I was recovering from 2 broken ribs and while there, I got a lot of research done. But my biggest excitement was visiting a local u-pick.  Standing under the gauzy canopy of aqua overhead netting, I fantasized that the leafy domain of berry laden bushes was my own field. With imagined proprietorship, head dizzy with excitement, I watched happy people picking.  My field will be just like this, I whispered breathlessly to myself (still so blissfully innocent and naïve as to what was actually involved in starting a blueberry operation). In that moment, my embryonic dream was activated into a fierce nugget of determination.  Max just smiled and shook his head with resignation. He knows me well.

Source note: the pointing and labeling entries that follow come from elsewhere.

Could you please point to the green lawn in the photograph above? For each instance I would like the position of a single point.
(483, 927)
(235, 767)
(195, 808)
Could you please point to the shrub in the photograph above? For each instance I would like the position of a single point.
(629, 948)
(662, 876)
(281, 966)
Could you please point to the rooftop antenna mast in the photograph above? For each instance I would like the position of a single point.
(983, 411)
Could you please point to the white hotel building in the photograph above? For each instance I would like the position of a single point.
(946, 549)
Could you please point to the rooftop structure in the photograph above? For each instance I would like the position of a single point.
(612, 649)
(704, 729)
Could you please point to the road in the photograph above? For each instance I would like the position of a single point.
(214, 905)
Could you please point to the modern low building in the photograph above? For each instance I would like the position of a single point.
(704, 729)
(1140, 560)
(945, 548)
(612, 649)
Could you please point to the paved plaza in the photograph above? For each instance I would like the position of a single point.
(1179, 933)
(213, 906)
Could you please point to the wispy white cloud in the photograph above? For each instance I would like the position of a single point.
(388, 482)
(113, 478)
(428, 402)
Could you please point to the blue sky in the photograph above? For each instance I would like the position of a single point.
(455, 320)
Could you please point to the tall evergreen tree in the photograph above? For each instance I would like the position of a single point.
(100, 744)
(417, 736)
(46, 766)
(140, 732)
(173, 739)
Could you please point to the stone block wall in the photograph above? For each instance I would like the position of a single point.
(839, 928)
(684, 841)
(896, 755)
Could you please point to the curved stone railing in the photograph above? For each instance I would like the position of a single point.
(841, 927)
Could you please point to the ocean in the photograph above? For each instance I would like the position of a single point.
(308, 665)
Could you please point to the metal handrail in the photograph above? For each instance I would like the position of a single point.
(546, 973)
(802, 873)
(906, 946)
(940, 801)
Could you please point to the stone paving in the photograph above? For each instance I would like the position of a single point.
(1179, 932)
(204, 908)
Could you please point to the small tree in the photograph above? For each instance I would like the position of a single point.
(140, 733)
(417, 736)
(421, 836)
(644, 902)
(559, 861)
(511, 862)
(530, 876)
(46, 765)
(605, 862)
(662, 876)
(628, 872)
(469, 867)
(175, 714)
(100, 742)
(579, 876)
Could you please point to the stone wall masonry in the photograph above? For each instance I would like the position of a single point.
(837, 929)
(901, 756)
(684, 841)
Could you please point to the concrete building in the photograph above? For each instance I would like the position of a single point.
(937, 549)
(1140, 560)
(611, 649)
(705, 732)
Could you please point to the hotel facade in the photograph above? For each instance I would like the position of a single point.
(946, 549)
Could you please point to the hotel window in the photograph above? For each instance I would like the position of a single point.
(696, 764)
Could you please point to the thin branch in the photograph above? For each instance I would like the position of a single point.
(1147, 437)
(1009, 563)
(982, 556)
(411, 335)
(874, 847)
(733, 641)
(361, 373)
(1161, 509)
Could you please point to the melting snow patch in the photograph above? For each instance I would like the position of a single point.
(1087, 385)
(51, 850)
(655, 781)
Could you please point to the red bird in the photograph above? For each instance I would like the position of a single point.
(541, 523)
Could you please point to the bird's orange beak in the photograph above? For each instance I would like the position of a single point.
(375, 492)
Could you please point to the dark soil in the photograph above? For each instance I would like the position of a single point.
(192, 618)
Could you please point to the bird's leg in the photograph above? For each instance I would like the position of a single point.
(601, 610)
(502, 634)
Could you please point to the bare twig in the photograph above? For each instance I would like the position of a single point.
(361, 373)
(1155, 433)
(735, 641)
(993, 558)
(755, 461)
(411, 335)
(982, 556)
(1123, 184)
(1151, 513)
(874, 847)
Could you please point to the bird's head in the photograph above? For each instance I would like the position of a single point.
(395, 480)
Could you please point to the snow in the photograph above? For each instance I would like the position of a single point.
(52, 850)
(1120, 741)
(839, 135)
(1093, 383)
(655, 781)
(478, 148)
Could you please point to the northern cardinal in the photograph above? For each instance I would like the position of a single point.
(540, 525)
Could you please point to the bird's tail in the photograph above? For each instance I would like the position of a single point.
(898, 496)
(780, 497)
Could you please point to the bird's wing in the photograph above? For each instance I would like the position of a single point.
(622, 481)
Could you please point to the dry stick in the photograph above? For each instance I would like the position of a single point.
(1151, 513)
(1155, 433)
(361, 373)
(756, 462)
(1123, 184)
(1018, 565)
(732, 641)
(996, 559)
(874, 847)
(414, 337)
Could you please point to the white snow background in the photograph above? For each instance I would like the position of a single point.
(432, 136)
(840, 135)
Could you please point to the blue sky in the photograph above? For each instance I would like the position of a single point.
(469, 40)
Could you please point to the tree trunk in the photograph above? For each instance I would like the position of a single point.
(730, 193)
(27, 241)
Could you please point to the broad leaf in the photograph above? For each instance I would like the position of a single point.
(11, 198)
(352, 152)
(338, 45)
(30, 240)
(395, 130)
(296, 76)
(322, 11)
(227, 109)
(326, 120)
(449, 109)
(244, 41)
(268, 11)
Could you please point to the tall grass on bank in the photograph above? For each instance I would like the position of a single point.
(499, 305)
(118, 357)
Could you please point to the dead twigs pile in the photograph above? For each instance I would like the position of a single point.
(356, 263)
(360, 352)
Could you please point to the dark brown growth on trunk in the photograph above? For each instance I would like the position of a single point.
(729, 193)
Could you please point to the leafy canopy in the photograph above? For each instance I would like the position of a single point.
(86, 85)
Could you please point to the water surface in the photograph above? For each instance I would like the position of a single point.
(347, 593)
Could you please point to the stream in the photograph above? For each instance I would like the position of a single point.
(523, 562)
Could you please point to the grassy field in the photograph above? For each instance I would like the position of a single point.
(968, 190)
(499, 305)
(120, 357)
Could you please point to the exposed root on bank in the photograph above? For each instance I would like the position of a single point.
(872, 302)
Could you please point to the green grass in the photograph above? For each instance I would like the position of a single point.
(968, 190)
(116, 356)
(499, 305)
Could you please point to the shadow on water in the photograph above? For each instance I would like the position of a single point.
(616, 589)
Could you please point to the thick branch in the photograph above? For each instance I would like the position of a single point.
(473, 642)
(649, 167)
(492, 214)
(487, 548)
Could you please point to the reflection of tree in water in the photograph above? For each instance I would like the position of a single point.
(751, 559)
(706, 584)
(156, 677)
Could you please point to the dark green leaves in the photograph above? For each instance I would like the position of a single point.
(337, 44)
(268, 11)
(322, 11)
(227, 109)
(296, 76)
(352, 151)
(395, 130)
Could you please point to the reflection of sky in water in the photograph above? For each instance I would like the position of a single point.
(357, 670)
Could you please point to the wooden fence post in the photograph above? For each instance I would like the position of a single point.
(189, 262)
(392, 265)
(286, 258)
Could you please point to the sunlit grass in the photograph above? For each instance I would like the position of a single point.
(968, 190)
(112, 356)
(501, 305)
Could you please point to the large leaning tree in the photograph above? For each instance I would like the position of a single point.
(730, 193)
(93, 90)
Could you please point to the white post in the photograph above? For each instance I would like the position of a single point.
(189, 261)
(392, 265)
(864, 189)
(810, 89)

That suspended spiderweb of aqua netting may not seem like much to the casual observer but it was the cloud into which I poured my vision of the future. So when I found out much later that that particular netting, which so perfectly evoked sky and joy and promise to me, was the most flippin expensive brand of bird netting on the market, I was crushed. Alas, pride and dreams don’t thicken wallets and I was forced to ditch the idealistic picture in my minds eye of a transcendent lacework sheltering my precious crop. But the blueberry gods took pity on me (may I offer you another broken ankle, oh fruity overlords?). After many laborious rounds of international phone tag and wagering, I found a vendor in Windsor, Ont. willing to sell me what I needed at a good discount. Guys. I got my aqua cloud. Now I just have to figure out how to put it in the sky.

So far on this multi-year journey I have been fairly steadfast, but I admit I’m weary. I need to stay the course…walk the line …and all the other euphemisms to coax my battle worn body back into the trenches this summer. I remind myself that my field of dreams is almost, nearly, seemingly on the brink of becoming a reality. And it’s not for the birds.